Option 2 – ‘publish’ your network and tell the world who you know
Which brings me to another option: making your network viewable online. This involves a little bit of bravery on the individual user's part, because all the relationships that have been built up over a career suddenly become exposed to a bunch of people that didn't previously have access to this snapshot particular snapshot of your work history. Sure, there are ways to manage who can see your network; choices to make between letting just those in your network see the list, or the wider network tool members or anyone online at all. The bonus with this option is that once those connections are made viewable by others, eventually someone will look at your network list and see some familiar faces and think 'hey! what a great person who knows all these people I know, I wonder if we can have a conversation'. Or at least that's the hope.
Option 3 – connect with people you would otherwise not meet
The third option isn't actually an option, it's more a decision and attitude that needs to be adopted. At some point the use of using an online tool to manage an offline professional network will reach its end. This is where the decision needs to be made about whether to try extending your network through connections made online. All sorts of social cues apply in this situation, so it needs to be well thought out.

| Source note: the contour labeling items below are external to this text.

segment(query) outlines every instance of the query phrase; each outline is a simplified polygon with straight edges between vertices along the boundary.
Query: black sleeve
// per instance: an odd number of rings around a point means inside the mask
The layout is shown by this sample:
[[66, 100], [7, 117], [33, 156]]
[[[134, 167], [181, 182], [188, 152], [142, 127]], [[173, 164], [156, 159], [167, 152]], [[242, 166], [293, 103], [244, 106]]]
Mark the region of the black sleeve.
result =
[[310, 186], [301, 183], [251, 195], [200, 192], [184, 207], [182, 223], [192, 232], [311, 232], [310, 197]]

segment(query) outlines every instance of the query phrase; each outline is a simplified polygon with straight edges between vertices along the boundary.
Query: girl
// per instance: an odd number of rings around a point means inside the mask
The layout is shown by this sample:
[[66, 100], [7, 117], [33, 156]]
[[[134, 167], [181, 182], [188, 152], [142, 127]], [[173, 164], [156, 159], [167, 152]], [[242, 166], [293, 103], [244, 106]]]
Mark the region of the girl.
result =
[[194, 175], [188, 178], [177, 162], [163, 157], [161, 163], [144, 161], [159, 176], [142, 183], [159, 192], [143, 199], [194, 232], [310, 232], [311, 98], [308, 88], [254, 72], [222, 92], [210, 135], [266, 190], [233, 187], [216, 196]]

This is super-maximised when people combine their social network with their professional network, by linking their Facebook and LinkedIn pages, for example (Penelope Trunk, creator of Brazen Careerist promotes this and does it really well). This requires even more bravery, but with that risk comes the potential for an even bigger pay-off. It brings multiple sections of your life into one melting-pot, making your world a little bit smaller, but also potentially larger at the same time.
The only other thing I would say is that by choosing to add to your network through online connections, make sure those connections are genuine. Executing a massive 'add to your network' drive similar to the myspace friending of ages past, is not a genuine action, and will get ignored as a result. That's where the harsh truth of socialising online is so clear in comparison to socialising in person: because a computer has been placed between the two people interacting, the need to pussy-foot around a blatantly rude act is removed. People are a lot less worried about ignoring you online than they are in person, especially if you’re not valuing them in the first place.
Once you’re on board with the genuine connection thing, make those genuine connections ones that build on the purpose of networking. It’s very easy to use connections online to post ‘great idea!’ and click the like or thumbs up button just to let people know you’re there and you like what they’re doing. It’s harder, but potentially more rewarding for both of you to actually question or build upon the connection with more ideas, proposals and suggestions. After all, the point of networking is to extend your field of connections in the hope of bringing in more work and building a name for yourself. It’s hard to do this with just a list of 1000 people you don’t really know and have never exchanged ideas with. Put yourself out there and you’ll probably (hopefully) find others are not only doing the same, but they appreciate that you are too.